Erdogan a Draghi, “Maleducato, io eletto dal popolo tu da chi?”. “La dichiarazione del presidente del Consiglio italiano è stata una totale maleducazione, una totale maleducazione”. Le parole di Mario Draghi devono aver colpito nel segno. Il presidente turco Recep Tayyip Erdogan ha replicato duramente, Draghi una settimana fa lo aveva definito “dittatore“, senza mezzi termini o cautele diplomatiche.. “Prima di dire una cosa del genere a Tayyip Erdogan devi conoscere la tua storia, ma abbiamo visto che non la conosci. Sei una persona che è stata nominata, non eletta”.

Erdogan stava parlando durante un discorso a un gruppo di giovani nella biblioteca del suo palazzo presidenziale di Ankara. Alla “maleducazione” ha fatto seguire l’accusa di “impertinenza”, e la minaccia velata quando dice che l’italiano “ha danneggiato le relazioni fra i due Paesi”. Ma è sulla sua visione diversamente democratica dello Stato e il suo controverso modo di incarnarla che, perlomeno in Italia, si discuterà. Perché non dovrebbe sfuggire che in Turchia le carceri traboccano di persone che si ostinano a criticare il governo, dissidenti giornalisti avvocati oppositori politici, l’elenco è lungo e ogni giorno aggiornato con scrupolo.

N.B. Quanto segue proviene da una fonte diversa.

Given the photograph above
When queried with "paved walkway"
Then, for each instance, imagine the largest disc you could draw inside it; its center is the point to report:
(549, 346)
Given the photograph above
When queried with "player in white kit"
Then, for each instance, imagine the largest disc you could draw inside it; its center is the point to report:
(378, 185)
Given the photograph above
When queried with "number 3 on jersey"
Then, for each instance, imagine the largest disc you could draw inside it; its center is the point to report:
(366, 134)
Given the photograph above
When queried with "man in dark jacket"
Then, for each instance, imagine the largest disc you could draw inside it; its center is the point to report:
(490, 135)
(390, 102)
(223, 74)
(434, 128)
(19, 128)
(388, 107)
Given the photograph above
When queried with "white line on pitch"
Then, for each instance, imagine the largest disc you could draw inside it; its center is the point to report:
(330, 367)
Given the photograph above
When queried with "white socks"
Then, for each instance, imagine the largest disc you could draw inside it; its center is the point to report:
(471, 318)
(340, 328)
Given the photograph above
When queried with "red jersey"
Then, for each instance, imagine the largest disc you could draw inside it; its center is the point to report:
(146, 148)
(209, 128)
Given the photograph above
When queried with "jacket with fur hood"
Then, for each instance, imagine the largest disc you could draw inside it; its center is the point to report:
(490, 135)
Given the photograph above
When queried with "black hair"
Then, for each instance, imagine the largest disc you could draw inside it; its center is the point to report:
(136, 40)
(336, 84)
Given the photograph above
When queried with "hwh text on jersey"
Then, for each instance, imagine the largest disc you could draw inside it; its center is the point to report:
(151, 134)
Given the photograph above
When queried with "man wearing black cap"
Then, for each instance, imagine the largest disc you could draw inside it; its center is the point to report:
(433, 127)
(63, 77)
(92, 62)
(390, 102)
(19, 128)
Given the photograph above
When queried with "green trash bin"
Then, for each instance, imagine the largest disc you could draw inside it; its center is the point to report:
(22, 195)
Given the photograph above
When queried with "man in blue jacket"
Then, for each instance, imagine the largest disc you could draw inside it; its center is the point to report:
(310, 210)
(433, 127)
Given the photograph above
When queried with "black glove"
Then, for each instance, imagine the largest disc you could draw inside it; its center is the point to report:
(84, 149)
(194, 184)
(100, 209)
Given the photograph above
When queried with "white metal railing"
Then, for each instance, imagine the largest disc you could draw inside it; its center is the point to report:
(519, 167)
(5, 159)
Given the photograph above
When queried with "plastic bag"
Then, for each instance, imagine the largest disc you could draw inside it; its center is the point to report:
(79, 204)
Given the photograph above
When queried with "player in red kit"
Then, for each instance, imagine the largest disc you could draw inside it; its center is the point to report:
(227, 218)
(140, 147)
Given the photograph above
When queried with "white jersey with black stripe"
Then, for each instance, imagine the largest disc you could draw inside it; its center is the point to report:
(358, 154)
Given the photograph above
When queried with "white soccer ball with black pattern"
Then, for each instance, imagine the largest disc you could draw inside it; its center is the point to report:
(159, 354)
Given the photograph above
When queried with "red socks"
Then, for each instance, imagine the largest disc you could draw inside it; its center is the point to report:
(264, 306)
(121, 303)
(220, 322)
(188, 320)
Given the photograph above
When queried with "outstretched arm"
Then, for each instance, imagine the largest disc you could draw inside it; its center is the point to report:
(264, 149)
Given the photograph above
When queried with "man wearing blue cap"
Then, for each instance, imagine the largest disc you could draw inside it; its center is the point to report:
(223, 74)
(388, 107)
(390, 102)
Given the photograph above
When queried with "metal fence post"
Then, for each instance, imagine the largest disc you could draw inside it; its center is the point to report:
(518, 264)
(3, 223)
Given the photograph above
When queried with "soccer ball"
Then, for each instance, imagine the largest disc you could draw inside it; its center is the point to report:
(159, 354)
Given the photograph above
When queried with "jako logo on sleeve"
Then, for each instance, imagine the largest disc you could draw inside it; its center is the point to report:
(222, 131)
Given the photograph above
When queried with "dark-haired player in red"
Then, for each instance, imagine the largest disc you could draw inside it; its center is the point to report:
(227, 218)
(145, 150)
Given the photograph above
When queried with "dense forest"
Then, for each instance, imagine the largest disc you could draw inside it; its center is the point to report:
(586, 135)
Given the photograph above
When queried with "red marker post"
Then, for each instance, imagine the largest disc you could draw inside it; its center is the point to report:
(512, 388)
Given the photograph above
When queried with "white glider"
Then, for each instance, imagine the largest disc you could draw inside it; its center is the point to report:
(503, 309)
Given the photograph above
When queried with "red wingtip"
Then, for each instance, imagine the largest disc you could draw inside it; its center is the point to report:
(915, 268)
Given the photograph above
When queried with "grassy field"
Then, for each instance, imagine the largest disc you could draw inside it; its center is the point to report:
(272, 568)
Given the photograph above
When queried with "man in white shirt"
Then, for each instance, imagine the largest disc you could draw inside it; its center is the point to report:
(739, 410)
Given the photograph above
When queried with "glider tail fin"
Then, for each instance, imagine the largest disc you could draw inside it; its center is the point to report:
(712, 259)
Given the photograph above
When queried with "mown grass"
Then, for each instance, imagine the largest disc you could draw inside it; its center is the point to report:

Però, sembra di capire, siccome il popolo turco lo ha eletto, il suo governo in nome della maggioranza fa quello che vuole. In Italia, invece, assistiamo alla nomina di un primo ministro che non passa da un bagno elettorale. Dimentica, Erdogan, che lo ha nominato un Parlamento libero, votato durante libere elezioni cui potevano candidarsi tutti. Un Parlamento che non risponde a nessuno, nemmeno al primo ministro.

Che poi, a proposito di maleducazione, bisognerebbe ricordare che la contumelia al massimo livello non si è consumata per chi sa quali ragioni di stato o geopolitica. Si trattava di stabilire se una donna poteva accomodarsi tra le autorità nell’invito organizzato dagli uffici di Erdogan: ebbene no, Ursula Von der Leyen, presidente della Commissione Europea, non poteva, che si sistemasse nel primo sofà che avesse trovato. Se il bue chiama cornuto l’asino, insomma.